Pour poser ces châssis, il n'y avait donc aucune entaille ni scellement à faire après coup dans les tableaux et feuillures ou ébrasements; l'objet arrivait à sa place complet, achevé à l'atelier, sans qu'il fût nécessaire, comme cela se pratique aujourd'hui dans nos constructions, d'envoyer successivement des ouvriers de deux ou trois états pour terminer la pose et la ferrure d'une croisée. La maçonnerie, la charpente, la menuiserie et la serrurerie étaient achevées simultanément et, les toits couverts, il n'y avait plus qu'à peindre et à tapisser. Quand les châssis de croisée ne roulaient pas, comme ceux-ci, au moyen de tourillons, quand ils étaient attachés après coup, les gonds qui les suspendaient se scellaient dans les lits d'assises pendant la construction, afin d'éviter les entailles et les trous de scellement qui déshonorent les ravalements de nos maisons et de nos palais.

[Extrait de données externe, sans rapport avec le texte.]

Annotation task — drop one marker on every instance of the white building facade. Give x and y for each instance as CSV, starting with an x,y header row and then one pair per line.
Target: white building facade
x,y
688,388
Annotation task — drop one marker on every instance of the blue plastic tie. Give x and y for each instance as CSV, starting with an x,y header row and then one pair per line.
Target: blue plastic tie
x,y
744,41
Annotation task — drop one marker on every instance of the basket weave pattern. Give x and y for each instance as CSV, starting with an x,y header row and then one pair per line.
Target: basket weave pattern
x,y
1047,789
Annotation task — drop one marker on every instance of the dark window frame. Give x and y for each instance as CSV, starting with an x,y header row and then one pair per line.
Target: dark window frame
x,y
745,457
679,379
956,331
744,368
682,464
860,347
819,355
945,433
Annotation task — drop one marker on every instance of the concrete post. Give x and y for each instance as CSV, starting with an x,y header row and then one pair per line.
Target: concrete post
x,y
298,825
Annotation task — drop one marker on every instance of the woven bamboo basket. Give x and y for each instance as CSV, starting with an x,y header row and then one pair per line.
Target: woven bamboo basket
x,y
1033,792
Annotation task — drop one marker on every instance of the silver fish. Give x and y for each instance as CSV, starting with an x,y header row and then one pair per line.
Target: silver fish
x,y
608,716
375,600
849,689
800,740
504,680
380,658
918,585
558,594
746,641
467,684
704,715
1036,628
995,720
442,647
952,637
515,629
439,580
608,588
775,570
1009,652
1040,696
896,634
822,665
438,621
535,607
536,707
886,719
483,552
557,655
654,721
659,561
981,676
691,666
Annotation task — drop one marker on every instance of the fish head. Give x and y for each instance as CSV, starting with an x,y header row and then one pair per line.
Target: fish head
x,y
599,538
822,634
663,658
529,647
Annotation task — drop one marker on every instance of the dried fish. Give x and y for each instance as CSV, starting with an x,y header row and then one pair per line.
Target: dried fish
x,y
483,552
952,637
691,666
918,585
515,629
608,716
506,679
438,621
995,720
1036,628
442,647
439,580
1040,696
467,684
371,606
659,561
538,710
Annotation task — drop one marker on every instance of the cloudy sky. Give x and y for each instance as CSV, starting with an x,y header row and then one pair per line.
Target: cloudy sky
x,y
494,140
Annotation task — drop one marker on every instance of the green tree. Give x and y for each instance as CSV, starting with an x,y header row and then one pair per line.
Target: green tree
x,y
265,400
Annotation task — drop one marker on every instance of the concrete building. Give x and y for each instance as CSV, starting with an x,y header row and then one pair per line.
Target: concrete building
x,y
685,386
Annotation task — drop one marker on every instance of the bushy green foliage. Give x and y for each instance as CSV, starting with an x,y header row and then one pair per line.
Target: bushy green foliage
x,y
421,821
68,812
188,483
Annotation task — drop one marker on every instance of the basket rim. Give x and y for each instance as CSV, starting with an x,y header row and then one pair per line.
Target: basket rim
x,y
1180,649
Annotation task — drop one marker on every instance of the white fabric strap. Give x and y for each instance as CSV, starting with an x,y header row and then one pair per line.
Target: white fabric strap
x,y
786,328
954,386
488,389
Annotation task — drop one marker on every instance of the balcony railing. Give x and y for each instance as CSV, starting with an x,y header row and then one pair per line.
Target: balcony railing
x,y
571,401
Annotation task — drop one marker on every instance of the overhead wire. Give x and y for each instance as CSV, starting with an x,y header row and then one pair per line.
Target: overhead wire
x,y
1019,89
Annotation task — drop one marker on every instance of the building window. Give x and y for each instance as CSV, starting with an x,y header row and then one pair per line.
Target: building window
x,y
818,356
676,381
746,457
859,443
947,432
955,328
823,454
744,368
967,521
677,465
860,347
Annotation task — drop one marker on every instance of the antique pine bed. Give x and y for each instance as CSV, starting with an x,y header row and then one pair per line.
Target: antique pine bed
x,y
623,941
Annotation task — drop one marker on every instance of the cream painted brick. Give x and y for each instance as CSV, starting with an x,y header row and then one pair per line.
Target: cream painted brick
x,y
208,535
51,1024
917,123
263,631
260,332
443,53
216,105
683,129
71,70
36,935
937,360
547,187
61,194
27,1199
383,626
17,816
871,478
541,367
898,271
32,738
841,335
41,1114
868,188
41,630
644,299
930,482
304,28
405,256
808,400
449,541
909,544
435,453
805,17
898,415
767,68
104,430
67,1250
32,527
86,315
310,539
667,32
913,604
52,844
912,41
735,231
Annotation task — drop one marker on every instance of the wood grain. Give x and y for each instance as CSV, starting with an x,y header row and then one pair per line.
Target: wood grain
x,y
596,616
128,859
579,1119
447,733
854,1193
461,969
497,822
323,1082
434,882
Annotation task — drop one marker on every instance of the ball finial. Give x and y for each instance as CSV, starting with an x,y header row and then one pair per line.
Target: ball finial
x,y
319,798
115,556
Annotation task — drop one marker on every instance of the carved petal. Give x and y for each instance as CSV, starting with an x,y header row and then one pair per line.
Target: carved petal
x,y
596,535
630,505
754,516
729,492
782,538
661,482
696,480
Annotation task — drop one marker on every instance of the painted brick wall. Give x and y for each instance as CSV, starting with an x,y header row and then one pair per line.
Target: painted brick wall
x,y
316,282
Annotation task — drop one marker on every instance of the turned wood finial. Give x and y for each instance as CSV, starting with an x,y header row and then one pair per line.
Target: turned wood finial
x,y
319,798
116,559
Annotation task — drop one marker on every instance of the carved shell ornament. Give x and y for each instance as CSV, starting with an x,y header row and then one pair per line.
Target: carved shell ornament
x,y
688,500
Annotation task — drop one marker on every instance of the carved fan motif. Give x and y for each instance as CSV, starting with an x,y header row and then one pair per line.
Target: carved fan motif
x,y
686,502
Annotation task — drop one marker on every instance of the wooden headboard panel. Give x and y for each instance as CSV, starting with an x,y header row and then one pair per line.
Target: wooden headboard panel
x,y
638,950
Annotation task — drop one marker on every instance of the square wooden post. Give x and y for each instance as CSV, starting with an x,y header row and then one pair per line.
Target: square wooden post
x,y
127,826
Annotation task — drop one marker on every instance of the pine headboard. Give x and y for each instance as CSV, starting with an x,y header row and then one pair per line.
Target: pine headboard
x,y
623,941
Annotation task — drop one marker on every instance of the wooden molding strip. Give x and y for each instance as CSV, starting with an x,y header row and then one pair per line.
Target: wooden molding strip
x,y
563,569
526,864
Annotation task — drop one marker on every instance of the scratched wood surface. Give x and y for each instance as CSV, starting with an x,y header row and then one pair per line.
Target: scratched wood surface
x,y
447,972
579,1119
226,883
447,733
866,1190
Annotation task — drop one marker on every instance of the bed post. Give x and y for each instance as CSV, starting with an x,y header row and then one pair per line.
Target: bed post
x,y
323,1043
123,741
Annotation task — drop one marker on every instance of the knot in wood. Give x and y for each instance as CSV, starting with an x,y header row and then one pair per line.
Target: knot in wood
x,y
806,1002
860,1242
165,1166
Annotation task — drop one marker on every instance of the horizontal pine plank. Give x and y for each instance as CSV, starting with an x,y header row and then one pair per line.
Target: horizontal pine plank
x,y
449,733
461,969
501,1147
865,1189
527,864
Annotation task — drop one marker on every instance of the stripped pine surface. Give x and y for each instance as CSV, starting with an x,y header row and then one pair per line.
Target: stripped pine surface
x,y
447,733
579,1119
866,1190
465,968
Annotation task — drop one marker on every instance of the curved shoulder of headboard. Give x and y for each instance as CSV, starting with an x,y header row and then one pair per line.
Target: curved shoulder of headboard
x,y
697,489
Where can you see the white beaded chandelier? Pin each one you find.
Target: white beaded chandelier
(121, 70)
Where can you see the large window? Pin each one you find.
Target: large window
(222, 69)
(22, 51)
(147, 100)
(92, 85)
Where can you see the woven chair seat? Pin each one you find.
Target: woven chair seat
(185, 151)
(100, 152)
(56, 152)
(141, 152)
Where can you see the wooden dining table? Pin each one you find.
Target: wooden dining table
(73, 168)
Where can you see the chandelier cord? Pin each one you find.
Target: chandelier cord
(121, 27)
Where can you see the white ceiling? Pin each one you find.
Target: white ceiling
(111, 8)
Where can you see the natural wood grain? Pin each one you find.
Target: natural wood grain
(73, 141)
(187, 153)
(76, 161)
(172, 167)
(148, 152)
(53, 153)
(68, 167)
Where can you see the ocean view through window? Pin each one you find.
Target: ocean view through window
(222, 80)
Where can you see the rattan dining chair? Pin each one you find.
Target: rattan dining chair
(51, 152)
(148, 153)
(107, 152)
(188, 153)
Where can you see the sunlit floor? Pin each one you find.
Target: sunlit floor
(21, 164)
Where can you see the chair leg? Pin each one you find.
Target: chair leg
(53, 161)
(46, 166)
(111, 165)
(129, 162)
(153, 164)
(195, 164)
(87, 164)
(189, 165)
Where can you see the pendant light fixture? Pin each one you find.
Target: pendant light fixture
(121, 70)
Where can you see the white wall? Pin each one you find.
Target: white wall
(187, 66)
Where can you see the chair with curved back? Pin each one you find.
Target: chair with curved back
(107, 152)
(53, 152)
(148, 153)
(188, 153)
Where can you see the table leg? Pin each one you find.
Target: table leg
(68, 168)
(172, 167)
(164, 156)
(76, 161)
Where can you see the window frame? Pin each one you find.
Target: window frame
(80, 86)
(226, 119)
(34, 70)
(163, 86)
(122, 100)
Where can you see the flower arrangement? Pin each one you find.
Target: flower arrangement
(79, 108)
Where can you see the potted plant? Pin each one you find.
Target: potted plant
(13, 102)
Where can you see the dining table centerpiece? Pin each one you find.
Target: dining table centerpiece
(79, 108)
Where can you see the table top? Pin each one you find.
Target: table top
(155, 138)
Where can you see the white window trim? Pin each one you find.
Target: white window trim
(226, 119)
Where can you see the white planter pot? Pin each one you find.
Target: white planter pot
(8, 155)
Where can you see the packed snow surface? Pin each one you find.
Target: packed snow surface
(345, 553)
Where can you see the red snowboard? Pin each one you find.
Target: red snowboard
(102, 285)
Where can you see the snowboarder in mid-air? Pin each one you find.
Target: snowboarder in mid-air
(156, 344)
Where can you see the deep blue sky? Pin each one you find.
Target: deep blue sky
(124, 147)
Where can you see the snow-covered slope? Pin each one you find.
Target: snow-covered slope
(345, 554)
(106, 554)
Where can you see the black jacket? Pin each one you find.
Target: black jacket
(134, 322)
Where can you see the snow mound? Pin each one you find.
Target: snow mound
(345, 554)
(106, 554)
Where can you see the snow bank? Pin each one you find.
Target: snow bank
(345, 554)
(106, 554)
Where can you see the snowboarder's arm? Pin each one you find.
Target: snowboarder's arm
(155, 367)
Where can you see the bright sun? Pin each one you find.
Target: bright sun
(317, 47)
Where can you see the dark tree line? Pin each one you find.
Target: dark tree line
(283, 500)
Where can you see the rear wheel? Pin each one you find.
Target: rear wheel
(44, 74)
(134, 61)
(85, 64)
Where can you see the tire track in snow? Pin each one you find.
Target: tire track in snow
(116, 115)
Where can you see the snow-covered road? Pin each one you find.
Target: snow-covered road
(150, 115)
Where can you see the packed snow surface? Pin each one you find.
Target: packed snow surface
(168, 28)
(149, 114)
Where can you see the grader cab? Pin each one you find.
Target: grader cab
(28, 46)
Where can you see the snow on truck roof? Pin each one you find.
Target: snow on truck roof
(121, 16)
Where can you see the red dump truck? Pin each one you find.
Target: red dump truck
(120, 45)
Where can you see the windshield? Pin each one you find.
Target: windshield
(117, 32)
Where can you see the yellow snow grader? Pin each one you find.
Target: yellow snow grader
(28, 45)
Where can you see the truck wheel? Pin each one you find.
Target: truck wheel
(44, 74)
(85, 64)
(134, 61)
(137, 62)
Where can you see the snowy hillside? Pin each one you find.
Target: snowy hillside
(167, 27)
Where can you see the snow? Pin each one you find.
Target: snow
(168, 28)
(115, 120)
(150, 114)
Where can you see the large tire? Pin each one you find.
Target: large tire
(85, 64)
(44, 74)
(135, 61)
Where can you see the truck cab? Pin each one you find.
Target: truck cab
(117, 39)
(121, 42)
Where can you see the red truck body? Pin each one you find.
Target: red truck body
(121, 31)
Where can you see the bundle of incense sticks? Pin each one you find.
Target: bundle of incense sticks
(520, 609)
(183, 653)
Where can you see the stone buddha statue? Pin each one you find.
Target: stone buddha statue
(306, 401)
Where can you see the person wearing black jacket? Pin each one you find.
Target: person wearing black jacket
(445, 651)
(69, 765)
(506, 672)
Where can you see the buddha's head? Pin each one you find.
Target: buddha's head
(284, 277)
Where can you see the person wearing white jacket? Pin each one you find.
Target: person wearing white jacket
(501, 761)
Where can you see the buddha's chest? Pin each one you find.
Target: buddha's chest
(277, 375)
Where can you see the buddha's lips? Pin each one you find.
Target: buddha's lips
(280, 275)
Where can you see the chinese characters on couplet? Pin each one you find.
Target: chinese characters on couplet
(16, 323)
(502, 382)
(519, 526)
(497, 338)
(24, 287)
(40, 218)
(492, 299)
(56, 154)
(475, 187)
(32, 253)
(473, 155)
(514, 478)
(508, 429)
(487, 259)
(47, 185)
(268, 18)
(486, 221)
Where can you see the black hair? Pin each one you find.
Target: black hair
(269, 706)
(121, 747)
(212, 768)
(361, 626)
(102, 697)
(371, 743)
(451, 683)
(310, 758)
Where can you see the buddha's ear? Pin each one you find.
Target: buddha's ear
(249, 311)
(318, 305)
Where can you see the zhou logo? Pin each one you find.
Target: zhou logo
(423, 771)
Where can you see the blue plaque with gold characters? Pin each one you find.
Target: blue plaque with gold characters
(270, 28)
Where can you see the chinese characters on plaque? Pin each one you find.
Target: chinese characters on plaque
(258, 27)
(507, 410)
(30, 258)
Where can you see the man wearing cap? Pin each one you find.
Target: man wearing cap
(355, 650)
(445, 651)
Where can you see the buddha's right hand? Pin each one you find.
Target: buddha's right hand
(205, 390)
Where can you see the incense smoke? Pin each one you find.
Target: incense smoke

Les châssis de croisée, dans les maisons du XIVe siècle, étaient souvent plus simples que ceux-ci et se composaient seulement de montants, de battants et de traverses. Les petits-bois n'avaient pas d'utilité quand on employait les panneaux de vitraux mis en plomb, et ils commencèrent à garnir les châssis quand on substitua aux panneaux mis en plomb des morceaux de verre taillés en assez grands fragments dans des boudines, c'est-à-dire dans des plaques de verre circulaire ayant au centre un renflement (voy. VITRAIL). Les châssis de croisée au moyen âge ne présentaient donc pas le réseau de petits-bois qui garnit les châssis du XVIIe siècle, et qui produit un effet si déplaisant à cause de la monotonie de ces compartiments égaux coupant le vide de la baie en quantité de petits parallélogrammes. Les panneaux de vitraux étaient fixés dans les feuillures des châssis au moyen d'un mastic recouvert d'une lanière de parchemin faisant corps avec ce mastic, ou simplement, pour les intérieurs où il n'importait pas d'obtenir un calfeutrage parfait, par des tourniquets dans le genre de ceux représentés ci-dessus en I. Alors, entre les panneaux, les tourniquets étant ouverts, on introduisait une bande de feutre épais à la jonction de ces panneaux, bande de feutre fendue au droit de chaque tourniquet; puis on fermait ceux-ci qui alors exerçaient une pression sur ce feutre et empêchaient le ballotement des vitraux. Cet usage s'est conservé assez longtemps dans les provinces du centre, puisque nous avons encore vu de ces feutrages et tourniquets adaptés à des châssis du XVIe siècle.